Local students benefit from social justice issues training
Students of School of the Nations benefited from a training programme in the area of social justice issues.
The programme was conducted by a private not-for-profit, Bahá’í-inspired, residential high school, Nancy Campbell High School, whose students travelled to Georgetown from Canada to train the students in areas of social issues such as drug abuse, equality between men and women, domestic abuse, gang violence,
While the aim for the programme is to learn from each other and help establish the World Citizenship programme, a number of the youth of The School of Nations in 4th to 6th forms utilised their free time between classes and after school to commit to become active agents for social action in their communities.
The goal of this programme is to use the arts to touch on such prevalent issues that not only take place in Canada and Guyana, but also all over the world.

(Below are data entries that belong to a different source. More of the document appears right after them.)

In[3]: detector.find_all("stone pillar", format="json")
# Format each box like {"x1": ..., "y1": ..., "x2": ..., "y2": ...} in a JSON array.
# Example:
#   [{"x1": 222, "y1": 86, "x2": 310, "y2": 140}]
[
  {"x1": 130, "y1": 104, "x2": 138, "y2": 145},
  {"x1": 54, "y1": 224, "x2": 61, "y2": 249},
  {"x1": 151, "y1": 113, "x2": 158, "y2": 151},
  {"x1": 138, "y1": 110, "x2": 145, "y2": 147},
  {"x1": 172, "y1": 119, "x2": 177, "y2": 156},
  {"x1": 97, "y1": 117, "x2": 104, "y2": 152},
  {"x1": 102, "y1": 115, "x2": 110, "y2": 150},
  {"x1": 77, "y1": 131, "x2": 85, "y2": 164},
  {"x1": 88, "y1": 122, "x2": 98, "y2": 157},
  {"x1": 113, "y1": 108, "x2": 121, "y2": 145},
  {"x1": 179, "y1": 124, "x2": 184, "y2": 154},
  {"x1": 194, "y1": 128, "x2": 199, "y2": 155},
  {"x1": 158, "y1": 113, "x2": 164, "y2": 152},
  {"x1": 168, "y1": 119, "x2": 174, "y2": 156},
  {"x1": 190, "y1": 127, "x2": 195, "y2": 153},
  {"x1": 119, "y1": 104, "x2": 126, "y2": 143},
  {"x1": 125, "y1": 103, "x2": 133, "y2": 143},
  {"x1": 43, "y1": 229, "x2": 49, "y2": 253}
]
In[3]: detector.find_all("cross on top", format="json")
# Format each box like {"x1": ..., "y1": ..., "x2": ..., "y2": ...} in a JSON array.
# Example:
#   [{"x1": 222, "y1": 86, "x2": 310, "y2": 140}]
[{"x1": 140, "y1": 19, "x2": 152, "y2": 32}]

The youths of Nancy Campbell High School worked for months, training and practicing in order to be fully prepared to meet the students and to also build strong bonds of friendships with the youths at the school.
The youth from Canada are also training the youth from Guyana through the Ruhi Institute, to become involved in the Junior Youth Spiritual Empowerment Programme.
The Ruhi Institute has attached special importance to this educational programme and typically engages older youth as animators of younger peers aged 11 to 15 to help them develop their powers of expression, capacities for moral reasoning, developing a moral identity and an ethic of service to others.
The programme combines study, mentorship and social action.
According to a representative of the Academy, they believe every student has the right to be one of tomorrow’s leaders and the students are critical thinkers who plan to make a positive change in the world.
The fundamental focus is advanced academics while the fundamental difference is our foundation.